I wish I could stand here today and say that my words of last October have been proven wrong, that I had been unfair to inveigh against the daily sundry of our country, that I had been mistaken about the personal attacks that I had exaggerated the threats against principles, freedoms, and institutions, the flagrant disregard for truth and decency, the reckless provocations most often for the most personal reasons that have nothing whatsoever to do with the fortunes of the people that we have all been elected to serve. I wish I could say that I had been wrong but I cannot. I have seen the president’s most ardent defenders use the now weary argument that the president’s comments were meant as a joke, just sarcasm, only tongue in cheek, but treason is not a punch line, Mr. President.
The president said that the State of the Union address was meant to promote and encourage unity in government. Then why follow up less than a week later with this divisive and harmful rhetoric? Unity is not secured in a speech. It must be pursued constantly through appropriate behavior, mutual respect, and gained by effective leadership. Mr. President, respect is earned, not commanded. Applause signals approval of an idea, not loyalty to one’s country. Our democratic colleagues love this country as much as we do. To suggest otherwise is simply unconscionable. None of us in Congress pledge loyalty or service to the president. This is not a royal court.
Our oath is to the Constitution and to the people. As members of Congress, we must never accept undignified discourse as normal because of the requirements of tribal party politics. None of this behavior should ever be regarded as normal. We must never allow ourselves to lapse into thinking that this is just the way things are now. We will get through this period. And when we do, we will look back at the destruction of our discourse and the attacks on our democratic values as nothing but a tragedy.

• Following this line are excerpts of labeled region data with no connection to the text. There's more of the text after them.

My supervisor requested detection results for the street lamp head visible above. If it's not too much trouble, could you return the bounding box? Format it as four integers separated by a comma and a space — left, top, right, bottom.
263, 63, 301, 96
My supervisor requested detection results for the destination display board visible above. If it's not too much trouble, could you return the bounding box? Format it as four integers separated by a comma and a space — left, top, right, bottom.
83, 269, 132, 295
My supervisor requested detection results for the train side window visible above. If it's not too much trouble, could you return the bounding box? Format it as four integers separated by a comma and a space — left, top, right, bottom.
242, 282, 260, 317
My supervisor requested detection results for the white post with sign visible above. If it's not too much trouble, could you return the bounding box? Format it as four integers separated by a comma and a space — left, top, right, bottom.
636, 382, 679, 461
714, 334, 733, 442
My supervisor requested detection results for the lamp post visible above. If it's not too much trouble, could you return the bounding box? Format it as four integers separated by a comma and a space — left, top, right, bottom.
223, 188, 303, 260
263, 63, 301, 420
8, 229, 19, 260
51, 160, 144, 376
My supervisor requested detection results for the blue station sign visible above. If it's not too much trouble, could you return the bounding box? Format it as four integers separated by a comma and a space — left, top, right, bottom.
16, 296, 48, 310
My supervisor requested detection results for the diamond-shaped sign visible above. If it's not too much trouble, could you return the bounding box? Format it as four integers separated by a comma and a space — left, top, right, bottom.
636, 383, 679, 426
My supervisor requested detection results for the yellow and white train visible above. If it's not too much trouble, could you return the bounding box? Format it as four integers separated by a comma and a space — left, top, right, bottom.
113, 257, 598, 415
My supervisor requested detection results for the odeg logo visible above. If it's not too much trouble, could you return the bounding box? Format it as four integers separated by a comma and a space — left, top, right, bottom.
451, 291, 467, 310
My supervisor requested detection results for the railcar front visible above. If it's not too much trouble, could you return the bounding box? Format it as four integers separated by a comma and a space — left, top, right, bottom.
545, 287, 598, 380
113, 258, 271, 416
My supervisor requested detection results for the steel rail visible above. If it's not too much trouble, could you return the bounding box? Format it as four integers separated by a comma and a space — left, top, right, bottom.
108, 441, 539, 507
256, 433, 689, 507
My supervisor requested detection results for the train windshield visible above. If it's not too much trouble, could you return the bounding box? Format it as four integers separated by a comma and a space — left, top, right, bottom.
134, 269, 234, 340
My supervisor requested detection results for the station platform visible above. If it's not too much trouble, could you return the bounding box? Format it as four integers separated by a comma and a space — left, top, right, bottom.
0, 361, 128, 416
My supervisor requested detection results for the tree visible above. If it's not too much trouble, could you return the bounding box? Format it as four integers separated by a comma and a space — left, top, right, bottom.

May we also be able to say that they were an aberration, but that, my colleagues, is up to us. We must recognize that this is aberrant, destructive behavior, whatever rationale its defenders may offer. And we must never shrink from opposing it for it is in the opposing this behavior that we defend our norms, our ideals, and our values. It is in opposing this behavior that we stand for decency. Thank you, Mr. President. I yield the floor.